Elegant data operations for DataFrames

Python 3.8+ License Status


Overview

Additory is a data transformation library that provides a unified API for common data operations with support for both Polars and Pandas DataFrames.

Note: This is an alpha release (v0.1.3a9) with new scanning and lineage tracking capabilities.

Key Features

  • 🔄 Flexible - Works seamlessly with both Polars and Pandas
  • 🎯 Type-safe - Strong typing with clear, actionable error messages
  • 🧪 Tested - Comprehensive test coverage
  • 📚 Documented - Complete API documentation and usage examples
  • 🚀 Rust-powered - Rust acceleration for performance
  • 📝 Natural Language - English-like parameter names (bring_to, bring_from, bring)
  • 📋 Lists Everywhere - Use lists for multiple values, not tuples
  • 🔍 Data Scanning - Statistical profiling and lineage tracking with add.scan()
  • 📊 Lineage Tracking - Optional operation tracking for debugging and auditing

Installation

pip install additory==0.1.3a9

Requirements

  • Python 3.8+
  • Polars >= 0.19.0
  • NumPy >= 1.20.0

Optional Dependencies

# For development
pip install additory[dev]

Quick Start

import additory as add
import polars as pl

# Add columns from external sources
orders = pl.DataFrame({'order_id': [1, 2], 'customer_id': [101, 102]})
customers = pl.DataFrame({'customer_id': [101, 102], 'name': ['Alice', 'Bob']})
result = add.to(orders, bring_from=customers, bring=['name'], against='customer_id')

# Transform data
df = pl.DataFrame({'price': [10.567, 20.123, 30.999]})
result = add.transform('@round:2', df, columns='price')  # Creates price_round

# Fill missing values
df = pl.DataFrame({'age': [25, None, 35, None, 45]})
result = add.transform('@deduce', df, columns='age', strategy={'method': 'mean'})

# Generate synthetic data
result = add.synthetic('@new', n=100, strategy={'age': 'normal(40, 10)'}, seed=42)

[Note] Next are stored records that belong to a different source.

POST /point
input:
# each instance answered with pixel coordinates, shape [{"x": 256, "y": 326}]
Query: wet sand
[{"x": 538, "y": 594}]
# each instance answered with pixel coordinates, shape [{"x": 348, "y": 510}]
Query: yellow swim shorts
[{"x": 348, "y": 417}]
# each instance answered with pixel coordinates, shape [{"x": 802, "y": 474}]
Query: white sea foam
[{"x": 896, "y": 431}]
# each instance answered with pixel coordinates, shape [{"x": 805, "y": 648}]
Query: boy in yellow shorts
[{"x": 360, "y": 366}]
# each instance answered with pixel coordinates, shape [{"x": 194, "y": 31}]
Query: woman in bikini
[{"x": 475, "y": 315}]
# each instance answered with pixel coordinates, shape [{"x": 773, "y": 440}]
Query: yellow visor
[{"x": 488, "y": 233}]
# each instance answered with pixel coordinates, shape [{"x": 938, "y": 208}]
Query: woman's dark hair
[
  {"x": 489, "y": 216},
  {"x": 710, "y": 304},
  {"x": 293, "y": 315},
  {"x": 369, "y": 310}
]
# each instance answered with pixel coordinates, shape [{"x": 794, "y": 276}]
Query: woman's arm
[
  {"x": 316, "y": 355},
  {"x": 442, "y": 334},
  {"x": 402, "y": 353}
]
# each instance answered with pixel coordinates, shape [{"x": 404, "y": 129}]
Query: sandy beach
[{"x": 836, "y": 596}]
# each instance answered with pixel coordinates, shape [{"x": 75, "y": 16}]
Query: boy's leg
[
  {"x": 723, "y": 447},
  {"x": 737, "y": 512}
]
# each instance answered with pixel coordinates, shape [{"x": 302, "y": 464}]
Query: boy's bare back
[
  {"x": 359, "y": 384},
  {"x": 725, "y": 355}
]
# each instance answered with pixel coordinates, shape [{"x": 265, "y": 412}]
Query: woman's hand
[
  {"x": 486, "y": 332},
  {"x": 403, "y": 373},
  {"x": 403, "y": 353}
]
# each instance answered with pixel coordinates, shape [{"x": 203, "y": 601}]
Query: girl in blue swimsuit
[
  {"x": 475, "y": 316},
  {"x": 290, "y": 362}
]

# Analyze data with statistical profiling
stats = add.scan('@analyze', df)

# Track lineage for debugging
result = add.to(orders, bring_from=customers, bring=['name'], against='customer_id', lineage=True)
result = add.transform('@calc', result, strategy={'total': 'price * quantity'}, lineage=True)
lineage_report = add.scan('@lineage', result)

print(result)

Features (v0.1.3a9)

1. add.to() - Bring Columns from External Sources

Bring columns from one DataFrame to another based on matching keys:

orders = pl.DataFrame({'order_id': [1, 2], 'customer_id': [101, 102]})
customers = pl.DataFrame({'customer_id': [101, 102], 'name': ['Alice', 'Bob']})

# Basic lookup
result = add.to(orders, bring_from=customers, bring=['name'], against='customer_id')

# Multiple columns (use lists!)
result = add.to(orders, bring_from=customers, bring=['name', 'email'], against='customer_id')

# With aggregation
result = add.to(customers, bring_from=orders, bring='amount', against='customer_id',
                strategy={'amount': 'sum'})

# With lineage tracking
result = add.to(orders, bring_from=customers, bring=['name'], against='customer_id', lineage=True)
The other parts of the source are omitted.